More than three decades ago, James Blood Ulmer secured a dedicated cult following with his free-form jazz guitar wizardry. He delivered licks that helped composer/saxophonist Ornette Coleman pioneer "harmolodic" jazz, an unstructured music that emphasizes harmonics over chord structure and encourages musicians to dispense with the normal patterns of lead and rhythm instruments.

Later Ulmer performed with some of avant-garde jazz's top players, such as drummer Rashied Ali. Ulmer played on scores of albums. Most notably, he combined funk and free-form grooves on his explosive 1983 album "Odyssey."

In recent years, Ulmer, now 63, has abandoned harmolodics and free jazz to work within the structures of the blues, and has done so with critical, and a fair degree of commercial, success.

Ulmer's new CD, "Birthright," cements his standing as a leading interpreter of the blues. Reminiscent in spirit of blues legend Robert Johnson's seminal 1930s recordings, "Birthright" offers a transcendent and edgy performance by the guitarist.

The CD's 10 original tracks and two covers (Willie Dixon's "I Ain't Superstitious" and Lonnie Chatmon and Walter Vinson's "Sittin' on Top of the World") feature Ulmer's distinctive graveyard vocal stutter, well-crafted notes plucked and strummed on his black electric Gibson Birdland guitar, and lyrical phrasing delivered with power and sensitivity.

"Birthright" is Ulmer's first record without a backing band, and producer Vernon Reid (of the rock group Living Colour) has coaxed a live-sounding, spontaneous performance. Each song was recorded in one or two takes.

Born in 1942 in St. Matthews, S.C., Ulmer started to play the guitar at 7 with his father's gospel group, the Southern Sons. Accordingly, God and the Devil and their relationship with the blues receive much attention on "Birthright."
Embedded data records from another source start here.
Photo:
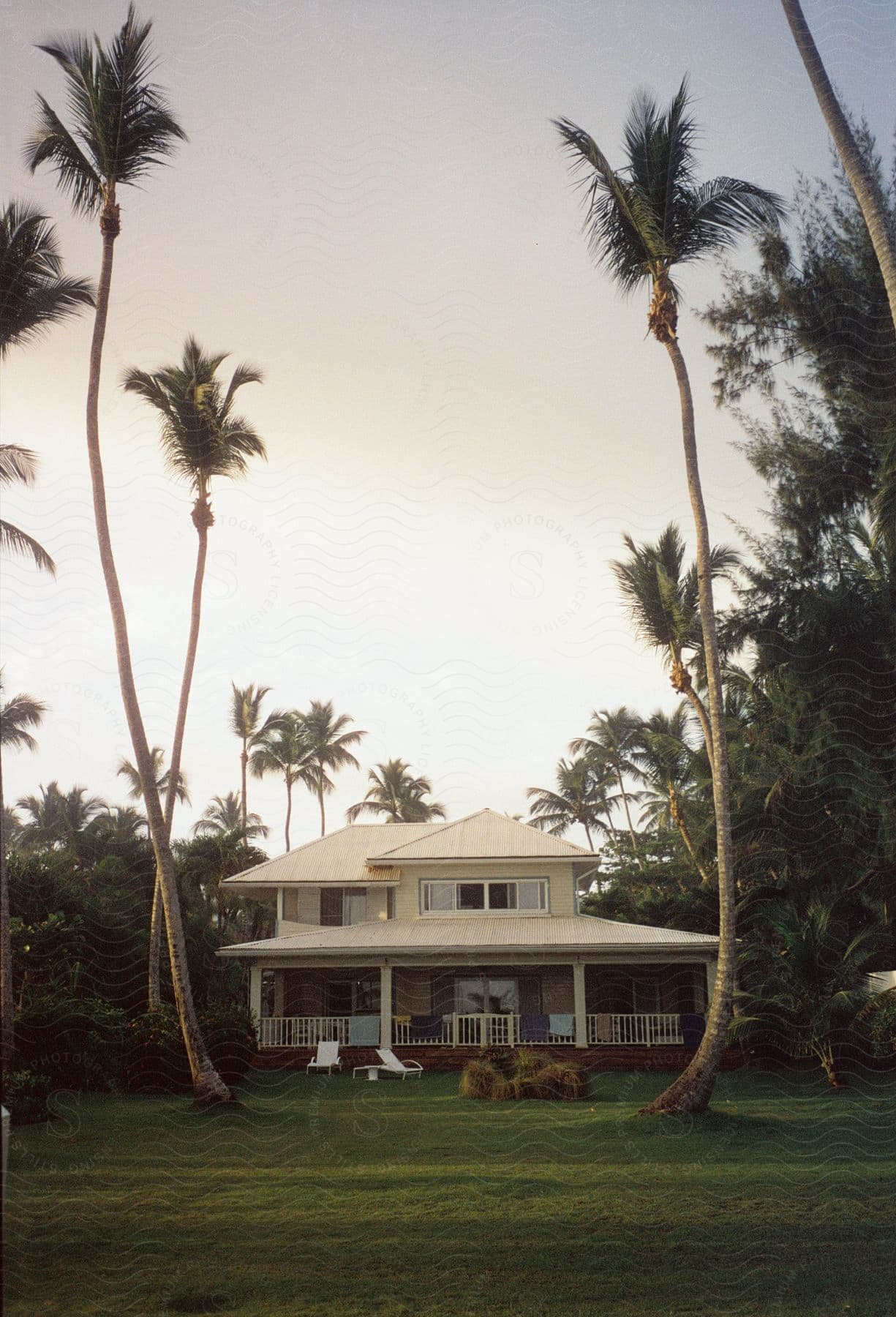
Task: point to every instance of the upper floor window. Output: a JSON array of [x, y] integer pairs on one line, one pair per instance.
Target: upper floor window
[[342, 905], [519, 895]]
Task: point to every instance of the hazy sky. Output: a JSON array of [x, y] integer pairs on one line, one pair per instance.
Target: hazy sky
[[462, 416]]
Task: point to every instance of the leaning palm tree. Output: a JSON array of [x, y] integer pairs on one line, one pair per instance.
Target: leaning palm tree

Fortunately, Ulmer has managed to avoid the "hellhound on my trail" cliches that swirl around the genre. Instead, he philosophizes on the CD's opening track, "Take My Music Back to the Church":

I'm gonna take my music back to the church

Where the blues was misunderstood.

Some people think that it's the song of the Devil

But it's the soul of the man for sure.

"The Evil One," another supernatural conjuring, is a hypnotic track featuring crystal-clear, icy guitar notes and rough-hewn chords. The album's closer, "Devil's Got to Burn," proves chilling. Ulmer's demonic cackle throughout the song provides a memorable effect.

Ulmer's ode to his grandfather, "Geechee Joe," is easily the album's most sentimental track. The song emerges as an epic folk tale, and Geechee Joe, who was Ulmer's boyhood hero, is remembered with pride: "Hard workin' man who made a stand, because he didn't want to work for the white man."

With "Birthright," Ulmer's stripped-down blues proves authentic. Listening to this record is like watching an actor who normally performs with an ensemble cast take on the challenge of a one-man show, and succeed gracefully in connecting with the audience.

James Blood Ulmer is scheduled to perform Saturday at the Western Maryland Blues Festival in Hagerstown.

Ulmer abandoned free-form jazz for the structured form of the blues, with critical success.